Statistics module for Persia applicant tracking system
One of the important parts of our everyday work is to solve different technical tasks. So, we think we shouldn’t ignore this topic in our blog. Today, we tell you about the Statistics module in the Persia project (the web-service for automating employee recruitment). Persia is a SaaS project created by Screen Interactive.
One of the stages of Persia development was to create a system that will collect, store and display statistical data about a recruiters’ work within a particular company. The company director should know the performance level of his recruiting team, and this data should be based on figures showing the work assessment of the whole company and each employee in particular. In Persia such figures are number of closed vacancies, average time to close vacancy, number of added CVs, average values of these metrics (for a period, for one user), etc.
It’s obvious that some data gets changed or even deleted during the working process. It’s impossible to receive the information about a user’s actions in a previous month using only the company’s actual data stored in the database. So, we decided to collect and store all the information about main user actions in the database.
Searching for a solution
Option A: complete log of all the history
Let’s assume that we store all the history in the database: Information about each user’s separate, definable action is a separate record. It’s clear that with time the statistics table will increase and, as a result, the queries will take too long.

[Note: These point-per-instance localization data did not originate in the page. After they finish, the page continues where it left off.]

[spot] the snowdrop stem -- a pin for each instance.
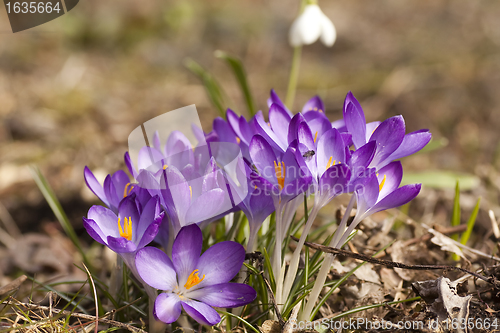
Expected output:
(327, 263)
(294, 263)
(341, 228)
(294, 75)
(277, 255)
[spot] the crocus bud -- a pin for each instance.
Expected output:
(311, 25)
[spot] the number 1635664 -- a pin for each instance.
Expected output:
(32, 7)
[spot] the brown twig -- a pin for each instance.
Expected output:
(391, 264)
(78, 315)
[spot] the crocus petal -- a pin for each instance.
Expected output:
(177, 184)
(155, 268)
(330, 150)
(150, 212)
(94, 231)
(176, 143)
(224, 295)
(105, 219)
(110, 191)
(399, 197)
(201, 312)
(120, 180)
(328, 32)
(388, 136)
(224, 131)
(354, 118)
(94, 185)
(274, 98)
(265, 130)
(263, 157)
(367, 195)
(314, 104)
(156, 141)
(318, 123)
(279, 120)
(293, 127)
(391, 176)
(220, 263)
(361, 157)
(207, 205)
(148, 156)
(334, 181)
(152, 231)
(130, 165)
(120, 245)
(412, 142)
(370, 128)
(186, 251)
(167, 307)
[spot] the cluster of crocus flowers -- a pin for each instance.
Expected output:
(193, 282)
(179, 188)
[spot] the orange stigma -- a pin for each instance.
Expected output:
(193, 279)
(329, 164)
(381, 185)
(279, 169)
(128, 188)
(126, 231)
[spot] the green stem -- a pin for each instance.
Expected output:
(294, 75)
(327, 264)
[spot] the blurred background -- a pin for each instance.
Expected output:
(73, 89)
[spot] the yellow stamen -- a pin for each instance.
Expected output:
(381, 185)
(127, 225)
(279, 169)
(329, 164)
(128, 188)
(193, 279)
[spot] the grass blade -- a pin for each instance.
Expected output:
(240, 74)
(213, 88)
(470, 223)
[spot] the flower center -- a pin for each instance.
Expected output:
(193, 279)
(381, 185)
(126, 231)
(128, 188)
(329, 164)
(279, 169)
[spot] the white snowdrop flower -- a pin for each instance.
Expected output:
(311, 25)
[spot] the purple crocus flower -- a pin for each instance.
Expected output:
(133, 228)
(193, 282)
(257, 204)
(380, 192)
(285, 174)
(116, 187)
(390, 138)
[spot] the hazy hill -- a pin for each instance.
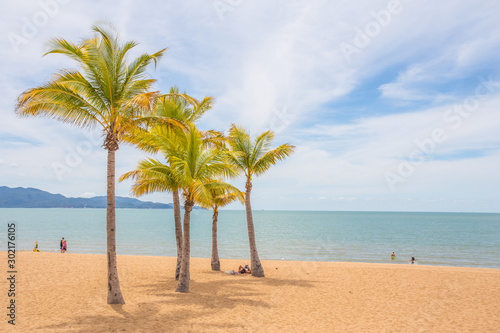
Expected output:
(21, 197)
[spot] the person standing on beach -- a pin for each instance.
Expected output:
(64, 246)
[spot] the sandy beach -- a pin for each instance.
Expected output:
(67, 292)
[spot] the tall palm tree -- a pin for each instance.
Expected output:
(220, 197)
(159, 138)
(254, 157)
(197, 169)
(108, 92)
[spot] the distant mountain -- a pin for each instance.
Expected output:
(21, 197)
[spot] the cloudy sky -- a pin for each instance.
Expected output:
(392, 105)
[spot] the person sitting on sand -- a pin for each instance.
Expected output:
(244, 270)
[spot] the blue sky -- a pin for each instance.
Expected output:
(393, 105)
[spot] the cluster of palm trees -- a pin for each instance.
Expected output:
(116, 95)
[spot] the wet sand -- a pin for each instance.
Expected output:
(67, 293)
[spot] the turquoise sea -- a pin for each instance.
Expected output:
(449, 239)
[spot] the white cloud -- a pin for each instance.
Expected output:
(266, 60)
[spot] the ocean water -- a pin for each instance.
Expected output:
(449, 239)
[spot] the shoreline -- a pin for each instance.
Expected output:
(68, 293)
(398, 263)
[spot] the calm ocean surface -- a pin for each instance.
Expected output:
(450, 239)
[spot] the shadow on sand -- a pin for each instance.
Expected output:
(178, 312)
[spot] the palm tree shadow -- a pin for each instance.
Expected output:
(180, 311)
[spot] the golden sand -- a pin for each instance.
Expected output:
(67, 292)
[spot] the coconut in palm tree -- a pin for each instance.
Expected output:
(106, 92)
(253, 158)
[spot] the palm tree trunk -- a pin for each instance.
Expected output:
(178, 232)
(183, 285)
(215, 251)
(257, 269)
(114, 292)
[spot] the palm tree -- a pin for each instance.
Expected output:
(197, 170)
(159, 138)
(254, 157)
(220, 197)
(108, 92)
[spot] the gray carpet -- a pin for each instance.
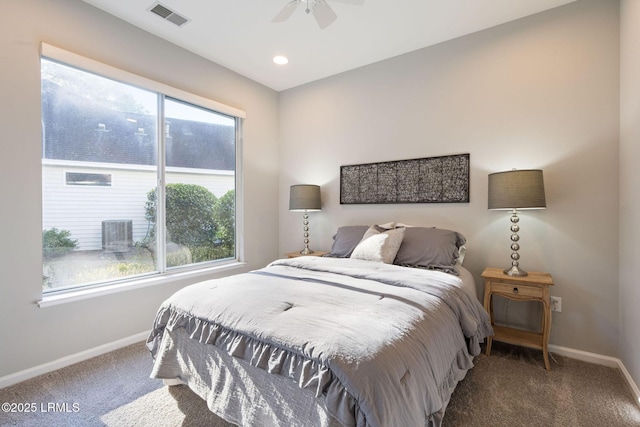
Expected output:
(509, 388)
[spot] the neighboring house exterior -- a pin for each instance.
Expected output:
(81, 208)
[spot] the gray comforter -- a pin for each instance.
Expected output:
(382, 345)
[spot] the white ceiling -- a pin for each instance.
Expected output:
(239, 35)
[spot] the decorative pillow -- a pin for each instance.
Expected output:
(346, 239)
(429, 247)
(380, 246)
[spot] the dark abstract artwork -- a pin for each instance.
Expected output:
(443, 179)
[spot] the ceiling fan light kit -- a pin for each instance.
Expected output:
(320, 9)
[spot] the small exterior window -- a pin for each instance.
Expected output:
(95, 179)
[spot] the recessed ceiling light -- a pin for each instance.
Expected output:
(280, 60)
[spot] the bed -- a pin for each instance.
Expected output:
(366, 337)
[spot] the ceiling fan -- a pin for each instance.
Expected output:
(320, 10)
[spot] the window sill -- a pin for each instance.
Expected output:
(64, 297)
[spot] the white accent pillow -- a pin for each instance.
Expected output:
(379, 246)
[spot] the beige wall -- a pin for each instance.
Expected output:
(32, 336)
(541, 92)
(629, 185)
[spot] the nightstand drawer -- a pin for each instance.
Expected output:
(517, 290)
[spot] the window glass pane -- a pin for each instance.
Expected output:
(94, 127)
(200, 189)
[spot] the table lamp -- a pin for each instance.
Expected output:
(304, 198)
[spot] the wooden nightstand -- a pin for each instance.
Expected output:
(314, 253)
(533, 287)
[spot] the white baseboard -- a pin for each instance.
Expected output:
(26, 374)
(599, 359)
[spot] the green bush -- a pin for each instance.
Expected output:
(189, 210)
(224, 215)
(197, 220)
(57, 242)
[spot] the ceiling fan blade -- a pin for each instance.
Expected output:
(324, 14)
(354, 2)
(286, 11)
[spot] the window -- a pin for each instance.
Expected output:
(138, 179)
(77, 178)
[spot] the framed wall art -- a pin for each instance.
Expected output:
(443, 179)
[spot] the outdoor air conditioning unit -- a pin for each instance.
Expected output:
(117, 235)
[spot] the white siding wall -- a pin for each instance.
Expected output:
(81, 208)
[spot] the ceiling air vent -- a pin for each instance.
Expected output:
(168, 14)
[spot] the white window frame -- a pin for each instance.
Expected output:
(87, 64)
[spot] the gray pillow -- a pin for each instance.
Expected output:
(346, 239)
(429, 247)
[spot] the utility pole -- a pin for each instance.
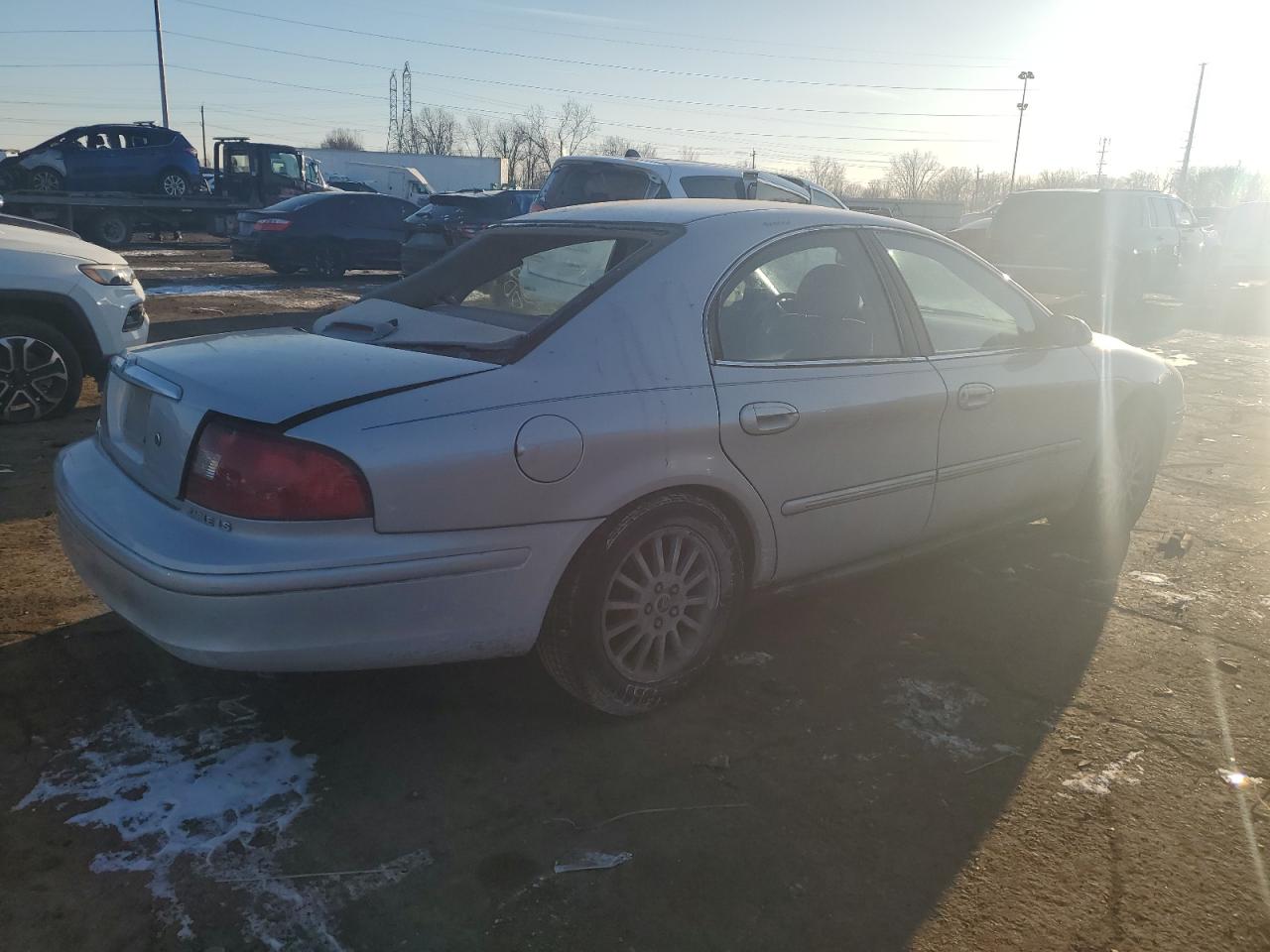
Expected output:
(163, 73)
(1191, 137)
(1023, 107)
(1102, 157)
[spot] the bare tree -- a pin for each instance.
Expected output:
(620, 145)
(913, 173)
(479, 134)
(343, 139)
(953, 184)
(436, 131)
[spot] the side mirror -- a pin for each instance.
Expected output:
(1067, 330)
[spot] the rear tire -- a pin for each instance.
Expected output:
(45, 179)
(112, 230)
(329, 261)
(41, 373)
(1120, 480)
(173, 182)
(644, 604)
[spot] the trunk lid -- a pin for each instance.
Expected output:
(158, 397)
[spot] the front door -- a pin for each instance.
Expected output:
(825, 404)
(1021, 420)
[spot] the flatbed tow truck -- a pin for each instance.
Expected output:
(245, 176)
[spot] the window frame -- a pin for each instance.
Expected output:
(908, 340)
(1042, 315)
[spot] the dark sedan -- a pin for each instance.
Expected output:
(452, 217)
(326, 232)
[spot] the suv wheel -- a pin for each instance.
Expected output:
(175, 184)
(40, 372)
(644, 604)
(45, 179)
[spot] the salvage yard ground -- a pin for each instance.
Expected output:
(1011, 747)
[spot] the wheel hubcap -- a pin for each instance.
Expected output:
(33, 379)
(659, 606)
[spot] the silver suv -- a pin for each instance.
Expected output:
(66, 306)
(580, 179)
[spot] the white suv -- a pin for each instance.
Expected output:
(579, 179)
(66, 307)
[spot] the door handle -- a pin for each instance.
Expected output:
(763, 419)
(971, 397)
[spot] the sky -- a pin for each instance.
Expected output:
(857, 81)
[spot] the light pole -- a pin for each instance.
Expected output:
(1023, 107)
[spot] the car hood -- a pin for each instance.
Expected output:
(33, 240)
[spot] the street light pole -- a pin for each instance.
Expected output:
(163, 73)
(1023, 107)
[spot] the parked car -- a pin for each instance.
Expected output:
(452, 217)
(733, 397)
(66, 307)
(585, 179)
(136, 157)
(325, 232)
(1245, 254)
(1096, 252)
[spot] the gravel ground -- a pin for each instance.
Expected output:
(1012, 747)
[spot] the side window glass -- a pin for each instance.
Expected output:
(767, 191)
(964, 304)
(812, 298)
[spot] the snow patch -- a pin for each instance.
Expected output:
(1124, 771)
(933, 712)
(212, 801)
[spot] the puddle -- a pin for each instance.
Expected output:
(1124, 771)
(216, 803)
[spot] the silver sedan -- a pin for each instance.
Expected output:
(590, 433)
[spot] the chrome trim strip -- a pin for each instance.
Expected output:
(992, 462)
(806, 504)
(144, 379)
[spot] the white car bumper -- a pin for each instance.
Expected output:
(309, 597)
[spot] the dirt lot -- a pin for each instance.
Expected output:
(1011, 747)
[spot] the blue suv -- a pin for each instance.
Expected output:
(118, 158)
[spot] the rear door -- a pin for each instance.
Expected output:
(825, 404)
(1020, 426)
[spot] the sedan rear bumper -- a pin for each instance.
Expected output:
(416, 598)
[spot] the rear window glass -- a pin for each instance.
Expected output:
(580, 182)
(515, 280)
(712, 186)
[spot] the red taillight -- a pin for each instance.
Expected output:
(244, 470)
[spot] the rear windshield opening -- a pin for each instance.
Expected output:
(581, 182)
(508, 284)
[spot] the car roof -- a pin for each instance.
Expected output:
(683, 211)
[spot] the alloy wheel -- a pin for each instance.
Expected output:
(33, 379)
(175, 184)
(661, 604)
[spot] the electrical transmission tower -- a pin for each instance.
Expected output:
(1102, 157)
(394, 126)
(407, 123)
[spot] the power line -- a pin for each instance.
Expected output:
(585, 93)
(627, 67)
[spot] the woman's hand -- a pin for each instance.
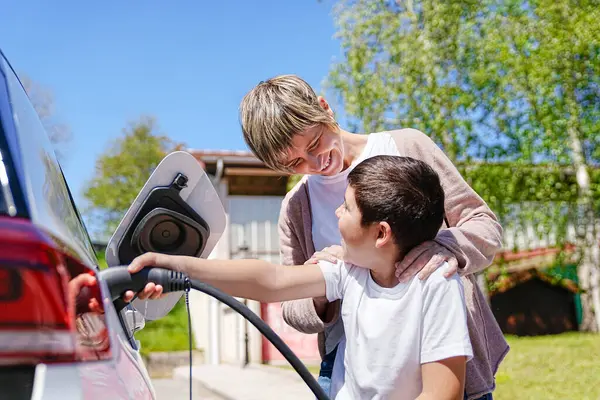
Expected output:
(331, 254)
(425, 259)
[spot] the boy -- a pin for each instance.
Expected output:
(403, 340)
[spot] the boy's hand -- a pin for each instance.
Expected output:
(151, 291)
(331, 254)
(426, 259)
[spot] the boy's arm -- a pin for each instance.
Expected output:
(250, 279)
(445, 343)
(444, 379)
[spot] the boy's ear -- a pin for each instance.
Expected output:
(384, 234)
(325, 105)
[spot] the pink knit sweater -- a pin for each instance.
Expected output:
(474, 236)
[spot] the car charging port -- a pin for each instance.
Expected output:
(119, 280)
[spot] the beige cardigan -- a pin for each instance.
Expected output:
(474, 237)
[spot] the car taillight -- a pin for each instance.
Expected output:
(50, 304)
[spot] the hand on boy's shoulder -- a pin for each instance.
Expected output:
(439, 278)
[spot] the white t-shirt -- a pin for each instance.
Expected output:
(390, 332)
(326, 195)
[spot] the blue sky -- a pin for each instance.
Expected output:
(188, 63)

Let’s estimate the speed of the statistics table growth for one user. Suppose that the user adds one resume every minute (which is unrealistic but is clear for analysis). Another user’s operations require even more time to complete. So, we will have 60×24×365 = 525,600 user actions for a year and the same number of records in the statistics table. Now let’s multiply this figure by the number of users in one company, then multiply by the number of companies. A bit too much, isn’t it. What solution do we have? We can separate the statistical information for each company and store it in different tables. That’s acceptable for small companies if they have two or three recruiters and the work is slow-paced. However, the statistics table for big companies is still too large.
Option B: Aggregated data storage
Let’s look at the collected data more attentively and analyze the way we show this information to users. In this case, the user is more interested in the number of the actions completed during a particular period rather than in records of particular actions themselves. So, to choose the minimal time gap, we can store the number of actions as one record. This will essentially reduce the size of the company statistics table. Which minimal time gap to choose? Logically, the statistical data changes rapidly during the working day, and there’s no need to trace it in real time. We suppose that the company director prefers to receive weekly or monthly reports from which he can then make decisions. That’s why we chose one day (24 hours) as a minimal time gap. This will help us get the information with a good level of details.
Using this approach, we receive the table that contains several records for each single day: one row is for the company and one for each recruiter. For example, if a company has two recruiters, the table will have 2×3 х 365 = 2190 records per year. For one user this is 480 times less than in the previous example!
We created a temporary table common for all companies to collect the information about users’ actions. The data about all activities of all users from all companies during the day go into this table. After that the software executes a special script: it calculates statistical data for each company and saves these figures into the company’s main statistics table. The program deletes the previous day’s records from the temporary table, so the table always has a reasonable size.
Such an approach to gathering and storing the statistics helps to significantly reduce the amount of stored information and increase the speed of receiving the statistics and displaying them to the user.
What users see:
Of course, such an approach has its advantages and disadvantages.
Information about each single user action is not saved.
It’s impossible to recount the statistics.
Users don’t see the statistics for the current day.
Statistics are saved separately and don’t depend on the changes in main database (even if the initial information is already deleted).
The amount of the stored information is significantly reduced without losing its value as statistic data.
The load on the database server is reduced.
Users can get statistical data faster.